Bulk Add/Replace Records component

The Bulk Add/Replace Records component adds new records or replaces existing records in an Endeca data domain.

Bulk Add/Replace Records component

The Bulk Add/Replace Records component uses the Endeca Server's Bulk Load Interface. (Other components use the Data Ingest Web Service [DIWS]). The Bulk Load Interface defines the basic characteristics of this component:
  • The component can load data source records only.
    Thus, you cannot use this component to load
    • Property Description Records (PDRs)
    • Dimension Description Records (DDRs)
    • Managed attribute values (MVals)
    • Global Configuration Record (GCR)
    • Data domain configuration documents
  • Existing records in the Endeca data domain are replaced, not updated. In other words, the load operation is a replace operation not an append operation.
  • A primary-key attribute (also called a record spec) is required for each record to be added or replaced.
  • If an assignment (key-value pair) specifies a standard attribute (property) that does not exist in the Endeca data domain, a new standard attribute is automatically created with system default values for the PDR (see Standard attribute default values).
  • The component does not send records in batches. It employs a single streaming connection to the data domain.
Note: String data submitted for ingest must consist of valid XML characters. For details see Valid characters for ingest.

Post ingest behavior

The default behavior of the Bulk Load Interface is to force a merge to a single generation at the end of every bulk-load ingest operation. This behavior is intended to maximize query performance at the end of a single, large, homogenous data update that would occur during a regularly scheduled update window.

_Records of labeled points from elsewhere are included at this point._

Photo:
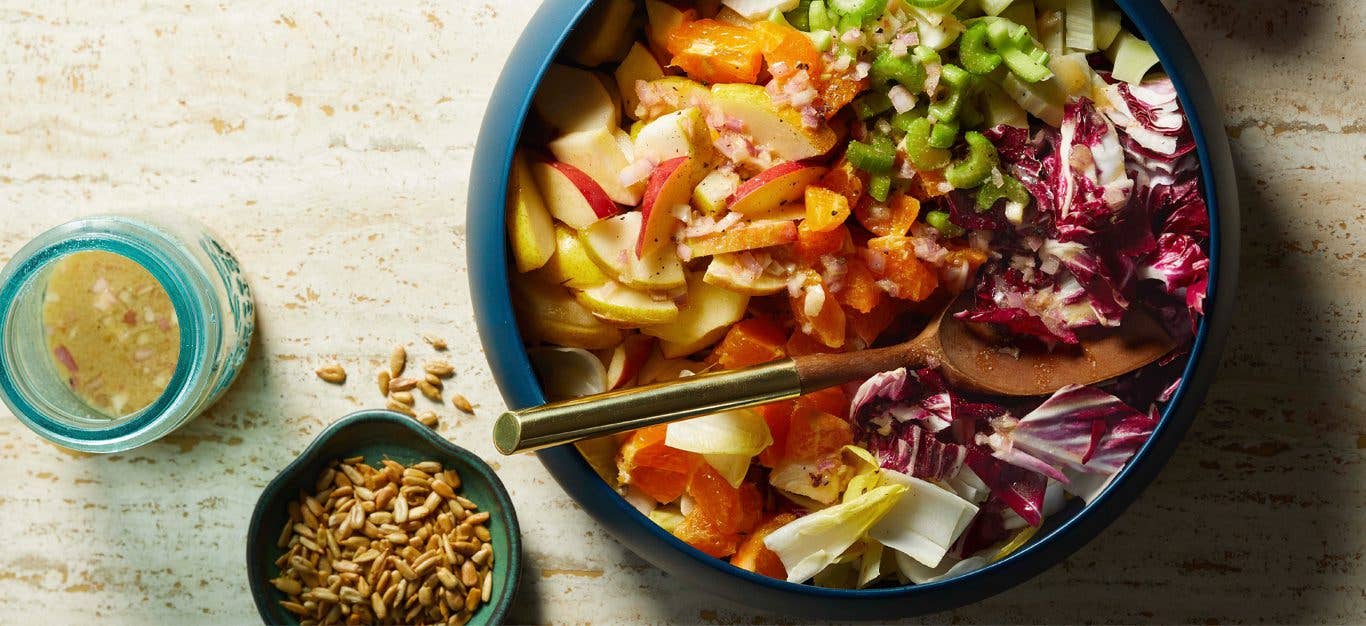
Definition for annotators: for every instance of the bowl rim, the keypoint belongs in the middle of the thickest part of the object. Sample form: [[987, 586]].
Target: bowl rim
[[486, 253], [506, 514]]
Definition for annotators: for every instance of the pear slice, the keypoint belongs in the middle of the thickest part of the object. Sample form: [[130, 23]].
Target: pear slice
[[612, 242], [624, 306]]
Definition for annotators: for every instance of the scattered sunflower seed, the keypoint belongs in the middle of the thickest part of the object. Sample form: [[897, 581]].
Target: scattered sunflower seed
[[383, 379], [430, 391], [439, 368], [332, 373]]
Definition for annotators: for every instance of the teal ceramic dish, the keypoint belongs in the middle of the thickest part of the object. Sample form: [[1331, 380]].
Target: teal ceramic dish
[[377, 435]]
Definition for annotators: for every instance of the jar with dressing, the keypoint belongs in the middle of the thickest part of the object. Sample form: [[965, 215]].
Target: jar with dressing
[[118, 330]]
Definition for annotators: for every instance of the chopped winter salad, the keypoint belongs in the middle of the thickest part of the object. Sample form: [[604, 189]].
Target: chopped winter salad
[[716, 185]]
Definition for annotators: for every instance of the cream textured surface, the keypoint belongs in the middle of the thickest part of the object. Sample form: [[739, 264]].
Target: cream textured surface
[[329, 146]]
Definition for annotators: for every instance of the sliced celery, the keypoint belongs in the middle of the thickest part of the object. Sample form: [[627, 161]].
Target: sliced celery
[[977, 166], [1010, 189], [872, 104], [801, 17], [872, 157], [1133, 58], [1081, 25], [821, 40], [1108, 23], [900, 69], [818, 18], [974, 52], [995, 7], [879, 186], [1025, 66], [943, 134], [955, 84], [917, 145]]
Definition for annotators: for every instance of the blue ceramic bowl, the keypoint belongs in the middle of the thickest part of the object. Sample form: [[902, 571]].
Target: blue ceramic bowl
[[1063, 533]]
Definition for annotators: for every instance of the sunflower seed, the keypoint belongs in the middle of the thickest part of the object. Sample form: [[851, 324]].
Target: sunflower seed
[[332, 373], [383, 379], [429, 391], [439, 368]]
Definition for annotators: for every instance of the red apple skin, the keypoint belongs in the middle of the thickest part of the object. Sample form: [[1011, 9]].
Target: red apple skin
[[627, 360], [601, 204], [654, 224], [773, 187]]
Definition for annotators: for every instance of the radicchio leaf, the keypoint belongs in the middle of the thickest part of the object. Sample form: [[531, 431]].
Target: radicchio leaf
[[1016, 488], [911, 450], [1081, 428]]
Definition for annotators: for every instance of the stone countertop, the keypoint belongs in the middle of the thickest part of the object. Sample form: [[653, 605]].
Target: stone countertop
[[329, 148]]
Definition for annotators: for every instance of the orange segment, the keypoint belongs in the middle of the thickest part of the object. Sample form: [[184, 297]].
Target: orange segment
[[754, 556], [914, 279], [859, 291], [894, 219], [656, 469], [712, 51], [839, 92], [825, 209], [751, 342], [787, 45], [814, 433], [813, 243]]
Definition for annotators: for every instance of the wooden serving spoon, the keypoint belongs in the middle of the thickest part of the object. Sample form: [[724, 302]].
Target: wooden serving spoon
[[966, 357]]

ThePost Ingest Query Optimization property of the Bulk Add/Replace Records allows you to control when the post-ingest merge occurs:
  • If this property is set to true (the default), the merge is forced immediately after ingest.
  • If the property is set to false, a merge is not forced at the end of an update, but instead relies on the regular background merge process to keep the generations in order over time. This behavior is more suitable for parallel heterogeneous data updates where low overall update latency is paramount.
The Post Ingest Dictionary Update property controls when the spelling dictionary is updated:
  • If this property is set to true (the default), a dictionary update is forced immediately after the ingest.
  • If this property is set to false, dictionary update is disabled. You can update the dictionary manually at a later time. For details about updating the dictionary, see "Updating spelling dictionaries for a data domain" in the Oracle Endeca Server Cluster Guide.

Input metadata schema

The input metadata schema for the Bulk Add/Replace Records component is not fixed. Each metadata field represents a property on a data domain record.

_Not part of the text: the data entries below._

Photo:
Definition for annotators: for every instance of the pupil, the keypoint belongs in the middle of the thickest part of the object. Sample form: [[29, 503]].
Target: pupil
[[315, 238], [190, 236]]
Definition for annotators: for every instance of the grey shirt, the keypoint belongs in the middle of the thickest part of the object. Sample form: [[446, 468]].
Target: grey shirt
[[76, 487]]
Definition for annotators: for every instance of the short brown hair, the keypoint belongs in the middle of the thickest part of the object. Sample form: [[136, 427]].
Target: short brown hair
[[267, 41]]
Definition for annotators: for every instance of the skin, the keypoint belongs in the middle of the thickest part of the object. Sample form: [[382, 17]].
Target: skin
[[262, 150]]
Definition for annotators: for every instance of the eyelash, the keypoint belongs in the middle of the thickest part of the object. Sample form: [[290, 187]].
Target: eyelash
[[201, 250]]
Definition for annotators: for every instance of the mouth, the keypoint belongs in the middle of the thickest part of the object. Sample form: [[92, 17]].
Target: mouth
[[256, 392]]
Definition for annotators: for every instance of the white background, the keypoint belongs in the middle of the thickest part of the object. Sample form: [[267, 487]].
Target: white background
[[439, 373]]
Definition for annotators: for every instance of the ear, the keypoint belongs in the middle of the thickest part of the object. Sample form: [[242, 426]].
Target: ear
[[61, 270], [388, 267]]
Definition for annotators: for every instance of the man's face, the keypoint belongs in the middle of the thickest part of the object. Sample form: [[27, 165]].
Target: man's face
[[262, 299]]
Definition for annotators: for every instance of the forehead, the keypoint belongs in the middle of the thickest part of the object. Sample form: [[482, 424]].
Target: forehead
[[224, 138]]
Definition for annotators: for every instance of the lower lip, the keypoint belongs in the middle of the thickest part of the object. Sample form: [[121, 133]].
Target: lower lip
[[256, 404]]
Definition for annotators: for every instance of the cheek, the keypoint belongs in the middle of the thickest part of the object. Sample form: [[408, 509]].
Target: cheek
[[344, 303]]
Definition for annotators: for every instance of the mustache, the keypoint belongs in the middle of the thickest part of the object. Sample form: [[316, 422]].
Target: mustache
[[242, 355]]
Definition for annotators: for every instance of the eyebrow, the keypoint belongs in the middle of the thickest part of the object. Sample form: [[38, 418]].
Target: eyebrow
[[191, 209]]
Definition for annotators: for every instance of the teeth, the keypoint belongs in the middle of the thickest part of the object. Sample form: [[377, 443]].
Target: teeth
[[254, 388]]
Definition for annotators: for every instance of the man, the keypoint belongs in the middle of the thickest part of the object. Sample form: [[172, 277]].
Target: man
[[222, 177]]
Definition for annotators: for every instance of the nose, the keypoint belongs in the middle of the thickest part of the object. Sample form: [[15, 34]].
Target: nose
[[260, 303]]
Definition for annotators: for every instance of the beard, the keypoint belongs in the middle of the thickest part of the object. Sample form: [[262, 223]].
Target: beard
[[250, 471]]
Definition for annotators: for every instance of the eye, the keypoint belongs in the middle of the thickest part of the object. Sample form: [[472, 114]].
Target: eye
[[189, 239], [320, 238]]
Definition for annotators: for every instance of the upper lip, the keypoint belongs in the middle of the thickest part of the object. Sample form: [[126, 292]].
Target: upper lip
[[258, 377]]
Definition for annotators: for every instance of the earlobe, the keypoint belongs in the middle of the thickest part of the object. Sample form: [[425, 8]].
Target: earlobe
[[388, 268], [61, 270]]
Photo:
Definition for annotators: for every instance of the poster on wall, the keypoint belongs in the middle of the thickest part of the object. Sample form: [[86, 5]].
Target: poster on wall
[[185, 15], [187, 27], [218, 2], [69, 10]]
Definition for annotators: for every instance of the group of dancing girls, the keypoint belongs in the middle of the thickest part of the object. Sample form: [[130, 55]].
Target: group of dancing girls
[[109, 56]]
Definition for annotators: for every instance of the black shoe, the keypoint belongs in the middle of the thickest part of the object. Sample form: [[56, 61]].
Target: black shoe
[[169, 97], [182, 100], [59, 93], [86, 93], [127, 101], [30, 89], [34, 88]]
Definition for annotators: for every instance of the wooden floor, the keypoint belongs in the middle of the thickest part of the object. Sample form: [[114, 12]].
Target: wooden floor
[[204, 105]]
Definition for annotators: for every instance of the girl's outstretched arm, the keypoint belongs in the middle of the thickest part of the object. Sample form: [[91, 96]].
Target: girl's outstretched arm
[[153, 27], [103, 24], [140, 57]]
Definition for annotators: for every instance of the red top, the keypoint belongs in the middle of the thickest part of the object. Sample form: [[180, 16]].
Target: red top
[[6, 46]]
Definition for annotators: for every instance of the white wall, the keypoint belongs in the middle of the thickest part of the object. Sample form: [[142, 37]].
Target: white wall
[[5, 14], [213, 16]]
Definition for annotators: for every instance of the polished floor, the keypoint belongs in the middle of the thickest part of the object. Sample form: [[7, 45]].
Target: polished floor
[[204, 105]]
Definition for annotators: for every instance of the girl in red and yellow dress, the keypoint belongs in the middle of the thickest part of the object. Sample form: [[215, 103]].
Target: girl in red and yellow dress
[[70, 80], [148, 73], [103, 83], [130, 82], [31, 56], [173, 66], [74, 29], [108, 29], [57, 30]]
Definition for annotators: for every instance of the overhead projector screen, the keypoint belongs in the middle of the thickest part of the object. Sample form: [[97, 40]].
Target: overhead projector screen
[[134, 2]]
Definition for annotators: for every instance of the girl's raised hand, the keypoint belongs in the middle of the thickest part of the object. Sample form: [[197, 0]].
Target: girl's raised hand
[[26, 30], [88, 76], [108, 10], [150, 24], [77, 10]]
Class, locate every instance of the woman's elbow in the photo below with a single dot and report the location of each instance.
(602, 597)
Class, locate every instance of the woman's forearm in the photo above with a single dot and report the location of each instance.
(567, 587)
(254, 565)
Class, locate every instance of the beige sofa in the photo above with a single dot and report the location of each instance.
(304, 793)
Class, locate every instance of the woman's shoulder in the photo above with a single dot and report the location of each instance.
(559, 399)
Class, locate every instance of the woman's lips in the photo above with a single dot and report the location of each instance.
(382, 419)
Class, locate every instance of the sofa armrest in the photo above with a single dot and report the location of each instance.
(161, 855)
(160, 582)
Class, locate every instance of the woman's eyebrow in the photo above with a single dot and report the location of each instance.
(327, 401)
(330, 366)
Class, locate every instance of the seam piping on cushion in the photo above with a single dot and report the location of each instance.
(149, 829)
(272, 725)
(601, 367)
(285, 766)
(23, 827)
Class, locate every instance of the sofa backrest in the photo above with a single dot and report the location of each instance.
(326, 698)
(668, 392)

The metadata type of the Integrator field (as shown in the Edit Metadata dialog on the edge connecting to the connector) translates to the mdex property type. For example, the Integrator integer data type translates to the mdex:int data type. Note that you must override this behavior to support Integrator non-native types (such as mdex:duration, mdex:time, and mdex:geocode). For details, see Creating mdexType Custom properties.

Use cases

Use the Bulk Add/Replace Records component to load data in bulk when it is acceptable to delay the visibility of the updates and for query performances to stop while data is loaded.

Use this component for the following cases:
  • Full index initial load of records when no schema has been loaded. In this scenario, the Endeca data domain has no user data records and also has no user-created schema (in other words, no existing PDRs). In this case, all new properties (including the primary-key properties) are created with system default values.
  • Full index initial load of records, after you have loaded the record schema.
  • Adding more new records to the Endeca data domain any time after the initial loading of records. As in the initial load case, new standard attributes that do not exist in the data domain are automatically created with default system values.
  • Replacing existing records in the Endeca data domain any time after the initial loading of records. In this case, all the key/value pairs of the existing record are replaced with the key-value pairs of the input file.

Configuration properties

Note: For details about visual properties for all connectors, see Visual properties of components. For details about configuration properties common to all connectors, see Common configuration properties of components.

The following table describes the configuration properties available for the Bulk Add/Replace Records component.

Table 1. Bulk Add/Replace Records properties
Name Description Valid Values Example
Endeca Server Host Identifies the machine on which the Endeca Server is running. The name or IP address of the machine. You can use localhost. MyEndecaServer

255.255.255.0

Endeca Server Port Identifies the port on which the Endeca Server is listening. Valid ports.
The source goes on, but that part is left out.